Affinity-purified TSE binding protein reacts with a polyclonal AP-2 antibody. EMSAs were performed using affinity-purified TSE binding protein. TSE binding protein was purified as described by Steger et al. (15). Either 1 µl of anti-AP-2 antibody (polyclonal rabbit anti-human AP-2 antibody from Santa Cruz Biotechnology, CA) or preimmune IgG was added to the reaction mixture. The arrowhead indicates a presumed supershift complex. TSEs from the hCGβ gene (β5) also form complexes that are supershifted by the anti-AP-2 antibody.

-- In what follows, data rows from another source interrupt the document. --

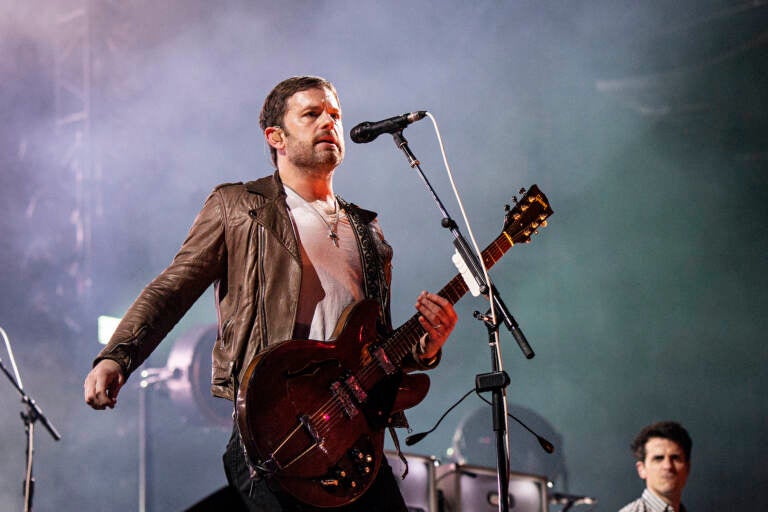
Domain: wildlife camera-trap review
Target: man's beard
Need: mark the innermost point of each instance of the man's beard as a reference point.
(306, 156)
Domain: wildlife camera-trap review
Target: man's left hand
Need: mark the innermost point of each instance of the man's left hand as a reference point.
(438, 318)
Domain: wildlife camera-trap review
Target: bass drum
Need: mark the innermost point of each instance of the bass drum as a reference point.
(190, 387)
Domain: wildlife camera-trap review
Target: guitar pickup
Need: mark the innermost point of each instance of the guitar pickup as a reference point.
(343, 398)
(383, 360)
(357, 390)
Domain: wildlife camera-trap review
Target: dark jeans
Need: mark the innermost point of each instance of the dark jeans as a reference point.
(383, 496)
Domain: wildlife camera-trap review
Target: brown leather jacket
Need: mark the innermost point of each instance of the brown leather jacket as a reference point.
(243, 241)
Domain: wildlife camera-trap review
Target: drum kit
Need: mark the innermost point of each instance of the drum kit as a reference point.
(431, 486)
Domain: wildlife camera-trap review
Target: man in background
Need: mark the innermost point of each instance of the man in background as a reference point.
(663, 453)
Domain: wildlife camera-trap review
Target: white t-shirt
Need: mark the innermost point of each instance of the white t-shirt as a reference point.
(331, 275)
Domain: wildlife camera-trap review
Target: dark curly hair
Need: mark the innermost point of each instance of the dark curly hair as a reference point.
(273, 111)
(666, 430)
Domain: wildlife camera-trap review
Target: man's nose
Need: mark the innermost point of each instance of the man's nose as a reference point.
(327, 120)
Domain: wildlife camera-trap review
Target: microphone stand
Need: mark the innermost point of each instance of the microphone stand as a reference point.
(29, 418)
(497, 380)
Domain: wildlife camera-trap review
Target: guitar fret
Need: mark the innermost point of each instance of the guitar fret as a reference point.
(406, 337)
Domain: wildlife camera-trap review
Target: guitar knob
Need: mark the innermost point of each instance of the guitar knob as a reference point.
(329, 483)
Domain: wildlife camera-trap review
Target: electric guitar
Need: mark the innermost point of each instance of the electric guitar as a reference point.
(312, 414)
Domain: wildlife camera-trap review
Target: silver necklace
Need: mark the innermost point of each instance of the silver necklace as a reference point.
(333, 225)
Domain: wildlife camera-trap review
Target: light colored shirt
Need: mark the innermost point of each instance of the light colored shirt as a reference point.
(649, 502)
(331, 275)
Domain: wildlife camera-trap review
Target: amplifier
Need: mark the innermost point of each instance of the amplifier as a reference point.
(418, 487)
(467, 488)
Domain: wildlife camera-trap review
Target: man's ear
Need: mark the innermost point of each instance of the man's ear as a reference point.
(640, 466)
(274, 136)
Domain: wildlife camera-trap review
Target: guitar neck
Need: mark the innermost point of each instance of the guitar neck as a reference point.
(405, 337)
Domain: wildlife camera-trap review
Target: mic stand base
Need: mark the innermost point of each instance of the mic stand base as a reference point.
(496, 382)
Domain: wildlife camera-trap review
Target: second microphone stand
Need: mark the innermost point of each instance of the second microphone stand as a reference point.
(497, 380)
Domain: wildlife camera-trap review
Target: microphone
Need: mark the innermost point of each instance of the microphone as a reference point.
(366, 131)
(559, 498)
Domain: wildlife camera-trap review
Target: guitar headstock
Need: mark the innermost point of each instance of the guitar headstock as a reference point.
(526, 216)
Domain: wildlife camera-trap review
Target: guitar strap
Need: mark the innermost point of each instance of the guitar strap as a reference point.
(375, 286)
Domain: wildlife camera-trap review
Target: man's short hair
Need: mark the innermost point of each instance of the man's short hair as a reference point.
(275, 104)
(665, 430)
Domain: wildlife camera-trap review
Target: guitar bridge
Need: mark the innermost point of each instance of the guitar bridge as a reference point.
(342, 396)
(383, 359)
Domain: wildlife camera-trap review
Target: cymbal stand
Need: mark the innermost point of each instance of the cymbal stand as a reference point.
(33, 413)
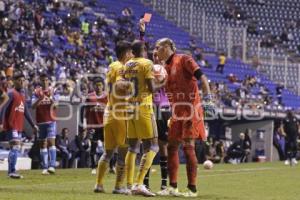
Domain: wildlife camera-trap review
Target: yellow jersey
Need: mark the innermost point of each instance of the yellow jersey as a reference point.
(115, 73)
(222, 60)
(137, 70)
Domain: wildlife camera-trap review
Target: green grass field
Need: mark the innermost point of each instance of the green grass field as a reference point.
(255, 181)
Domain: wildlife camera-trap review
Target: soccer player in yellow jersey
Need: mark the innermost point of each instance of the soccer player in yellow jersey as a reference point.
(141, 123)
(114, 122)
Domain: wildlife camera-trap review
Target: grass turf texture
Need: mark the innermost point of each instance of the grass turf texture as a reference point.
(254, 181)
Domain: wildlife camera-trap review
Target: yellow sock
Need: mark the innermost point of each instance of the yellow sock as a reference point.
(145, 164)
(130, 167)
(120, 175)
(102, 167)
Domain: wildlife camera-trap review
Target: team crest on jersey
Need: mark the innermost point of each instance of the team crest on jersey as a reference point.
(131, 64)
(173, 70)
(20, 108)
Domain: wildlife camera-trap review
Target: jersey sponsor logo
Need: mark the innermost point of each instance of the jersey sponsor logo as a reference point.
(173, 70)
(20, 108)
(46, 101)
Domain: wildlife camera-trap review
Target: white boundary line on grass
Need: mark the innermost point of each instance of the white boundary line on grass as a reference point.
(229, 172)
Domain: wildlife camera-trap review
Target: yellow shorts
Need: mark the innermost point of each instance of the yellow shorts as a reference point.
(142, 126)
(114, 134)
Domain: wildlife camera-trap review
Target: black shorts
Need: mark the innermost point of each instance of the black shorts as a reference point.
(162, 118)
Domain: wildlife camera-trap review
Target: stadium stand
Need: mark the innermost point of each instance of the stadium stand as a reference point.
(62, 44)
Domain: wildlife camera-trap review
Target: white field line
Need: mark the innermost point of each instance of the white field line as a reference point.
(227, 172)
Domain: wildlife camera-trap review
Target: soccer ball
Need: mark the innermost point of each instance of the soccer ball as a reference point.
(160, 74)
(208, 164)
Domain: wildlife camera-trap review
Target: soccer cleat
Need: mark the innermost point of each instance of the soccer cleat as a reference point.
(142, 190)
(94, 172)
(170, 191)
(121, 191)
(188, 193)
(294, 162)
(99, 189)
(112, 170)
(51, 170)
(45, 172)
(15, 176)
(287, 162)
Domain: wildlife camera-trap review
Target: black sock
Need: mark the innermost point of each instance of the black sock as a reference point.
(146, 179)
(192, 188)
(173, 185)
(164, 171)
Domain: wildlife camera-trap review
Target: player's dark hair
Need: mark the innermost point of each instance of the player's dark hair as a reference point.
(137, 48)
(121, 48)
(98, 80)
(168, 42)
(18, 74)
(44, 75)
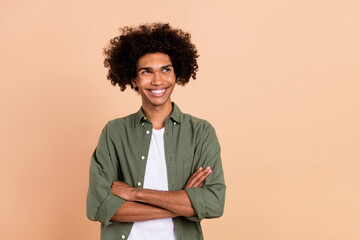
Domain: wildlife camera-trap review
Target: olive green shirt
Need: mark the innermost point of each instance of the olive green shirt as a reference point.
(121, 155)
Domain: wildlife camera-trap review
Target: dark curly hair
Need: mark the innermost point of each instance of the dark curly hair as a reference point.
(124, 51)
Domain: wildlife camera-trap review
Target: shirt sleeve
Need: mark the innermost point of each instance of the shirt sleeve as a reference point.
(208, 201)
(101, 204)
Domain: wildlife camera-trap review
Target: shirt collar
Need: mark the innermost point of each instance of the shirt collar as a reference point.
(175, 115)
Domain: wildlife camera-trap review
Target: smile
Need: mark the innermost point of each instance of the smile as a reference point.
(157, 92)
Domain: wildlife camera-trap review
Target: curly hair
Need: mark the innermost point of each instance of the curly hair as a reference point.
(124, 51)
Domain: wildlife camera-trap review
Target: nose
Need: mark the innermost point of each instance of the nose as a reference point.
(157, 79)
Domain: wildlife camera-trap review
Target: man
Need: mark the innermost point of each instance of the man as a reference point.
(155, 173)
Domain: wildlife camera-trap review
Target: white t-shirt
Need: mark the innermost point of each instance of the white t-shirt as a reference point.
(155, 178)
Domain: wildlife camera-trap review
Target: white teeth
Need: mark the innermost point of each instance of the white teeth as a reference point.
(158, 91)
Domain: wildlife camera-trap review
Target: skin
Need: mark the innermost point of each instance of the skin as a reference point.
(155, 72)
(155, 204)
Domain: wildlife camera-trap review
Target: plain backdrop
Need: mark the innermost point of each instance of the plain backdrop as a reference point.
(279, 81)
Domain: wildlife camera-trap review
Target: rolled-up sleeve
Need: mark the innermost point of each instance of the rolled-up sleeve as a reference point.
(209, 200)
(101, 204)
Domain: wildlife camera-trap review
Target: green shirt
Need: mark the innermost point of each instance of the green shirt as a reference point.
(121, 155)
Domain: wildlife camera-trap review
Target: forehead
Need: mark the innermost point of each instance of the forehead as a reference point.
(154, 60)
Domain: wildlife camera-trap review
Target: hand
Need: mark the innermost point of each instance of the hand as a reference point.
(198, 178)
(123, 190)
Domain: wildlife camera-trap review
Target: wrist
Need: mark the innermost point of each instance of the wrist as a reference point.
(134, 194)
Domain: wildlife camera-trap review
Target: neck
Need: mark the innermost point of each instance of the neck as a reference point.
(157, 114)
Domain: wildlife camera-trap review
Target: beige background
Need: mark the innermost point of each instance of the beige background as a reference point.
(279, 80)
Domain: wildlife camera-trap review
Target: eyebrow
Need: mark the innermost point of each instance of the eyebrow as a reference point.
(149, 68)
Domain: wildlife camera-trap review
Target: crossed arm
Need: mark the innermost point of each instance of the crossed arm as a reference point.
(145, 204)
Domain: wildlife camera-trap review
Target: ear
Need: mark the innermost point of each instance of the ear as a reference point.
(133, 82)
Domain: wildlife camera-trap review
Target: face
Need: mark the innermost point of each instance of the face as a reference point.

AP-2 sites play an important role in controlling hCGβ subunit gene expression
Previously, it has been shown that in the hCGβ subunit gene AP-2 proteins interact with a cluster of sites in a region important for expression in JEG-3 cells termed FP1, FP2 and FP4 (4,15). It was most likely that the multiple AP-2 binding sites at FP1, FP2 and FP4 are required in combination for activation. In fact, roles for FP2 and FP4 have been demonstrated (4). To test and rank the relative contribution of each of the four sites, we introduced mutations interrupting the four individual AP-2 binding sites in the 5′-flanking sequence of the hCGβ5 gene by site-directed mutagenesis. Separate mutations were made within FP4 since it has two elements that each bind AP-2 proteins. The mutations were introduced into the –361 hCGβ5 promoter on the CAT reporter and the plasmids were transfected into JEG-3 cells in parallel with the previously studied truncation plasmids to test the effects on hCGβ gene expression (Fig. 4A).
Figure 4.
Effects of AP-2 binding site mutations on hCGβ5 promoter activity. (A) Point mutations are shown in bold within each of the four AP-2 binding sites within the three footprints that bind AP-2 on the human CGβ5 subunit promoter. (B) Expression levels were determined by transfecting hCGβ5 promoter/CAT expression vectors containing mutations in each of the four individual AP-2 sites into JEG-3 cells. These were compared to the full-length wild-type promoter (–361), an empty vector control and a series of hCGβ5 promoter truncations previously studied (15). The presence of each of the wild-type TSE elements for each transfected plasmid is indicated by ovals. An X in that position indicates a mutation. Units of CAT activity were normalized to the internal control β-galactosidase activity. CAT/β-galactosidase activity values were normalized to the activity of the 361β-CAT wild-type plasmid. Values are the means ± SEM of at least three independent transfection experiments. Error bars represent SEM.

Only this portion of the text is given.